# COMPETITIVE BODYBUILDING - POWERLIFTING - ATHLETICS & SPORTS > BOXING / FIGHTING / WRESTLING >  Rush vs. The Prodigy

## Tedbear981

ok boys since on ufc 58 Georges St. Pierre will face BJ Penn for the #1 contender spot, I know this is early but who picks who? Sorry boys for this being so early, only ufc fight I have been excited about in a while!

----------


## USfighterFC

i'm just gonna go with penn

----------


## Tedbear981

I like Penn also but he hasnt looked good his past few outings and Rush has looked great...I might have to go with Rush on this one!

----------


## Hunter

I would put my money on Penn over St.Pierre. I dont think St.Pierre has ever dealt with anyone as good at submissions ever. Not to mention Penn has a hell of a chin. I would put money on Hughes over Penn by a decision. I think Pierre will give Hughes alot more trouble and upset him. I think its just the way styles match up. I pick Hughes to retain his belt after he lost it to Penn he became a different fighter. I mean I believe he takes his belt alot more seriously now becouse he did lose it. I think Losing his belt is the best thing that happened to him.

----------


## Panzerfaust

Gsp!

----------


## JJUnleased

GSP wins by decision

----------


## sonar1234

I am a big GSP fan but on this one i will just sit down and enjoy the fight.
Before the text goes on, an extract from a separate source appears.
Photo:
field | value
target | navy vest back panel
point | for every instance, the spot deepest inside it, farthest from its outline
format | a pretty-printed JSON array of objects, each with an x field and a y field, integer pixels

Penn is quit good has well and i dont want to count him out.

----------


## TR'05

Rush is going to own this one I think. Georges is going to take him down with ease and finish him off quickly. PEak condition and too much wretling skill for Penn to handle after a layoff.

----------


## BG

I have to go with GSP on this one, he's at his best right now, I dont think Penn is on top of his game. Cant wait to see it.

----------


## USfighterFC

> Rush is going to own this one I think. Georges is going to take him down with ease and finish him off quickly. PEak condition and too much wretling skill for Penn to handle after a layoff.
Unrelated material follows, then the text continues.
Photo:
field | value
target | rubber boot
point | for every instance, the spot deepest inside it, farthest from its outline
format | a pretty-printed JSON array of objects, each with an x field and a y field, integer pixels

The layoff is what makes me think twice about this fight. I dont see GSP finishing off Penn. Ryoto Machida couldnt finish off Penn and he knocked out Rich Franklin and beat Stephan Bonnar not to mention he fought BJ at 215 pounds. Penn is extremely flexible on the ground and he's incredible at BJJ and DOMINATED matt hughes from start to finish. Tough fight for both fighters

----------


## sonar1234

BJ fought a guy at 215 , damn talk about taking on anyone at any weight class how much did he weight 170??? for that fight

----------


## sonar1234

He fought Renzo Gracie last July so its not been a long layoff, i dont know how much Penn trains either when he doesnt fight.

----------


## USfighterFC

> He fought Renzo Gracie last July so its not been a long layoff, i dont know how much Penn trains either when he doesnt fight.



It wasnt really the layoff but I think that with the fight against Renzo it was very lackluster and BJ was tired in the fight and didnt train very hard. Hopefully it doesnt drag into his fight with GSP.

----------


## Panzerfaust

> BJ fought a guy at 215 , damn talk about taking on anyone at any weight class how much did he weight 170??? for that fight



He fought at 185lbs against Rodrigo, Machida, Renzo. I guess we can cut him some slack for the last two lackluster performances as he gonna be dropping 15lbs.

Not to mention if fighting GSP does'nt get you motivated, it would best to pack your bags and quite because GSP has shown he comes in 100% each and every time and has been consistent.

----------


## Tedbear981

If the BJ penn who fought Hughes and Gomi shows up, GSP is owned, If its the penn of his last few fights, GSP!

----------


## Papi93

> If the BJ penn who fought Hughes and Gomi shows up, GSP is owned, If its the penn of his last few fights, GSP!


Agreed.

----------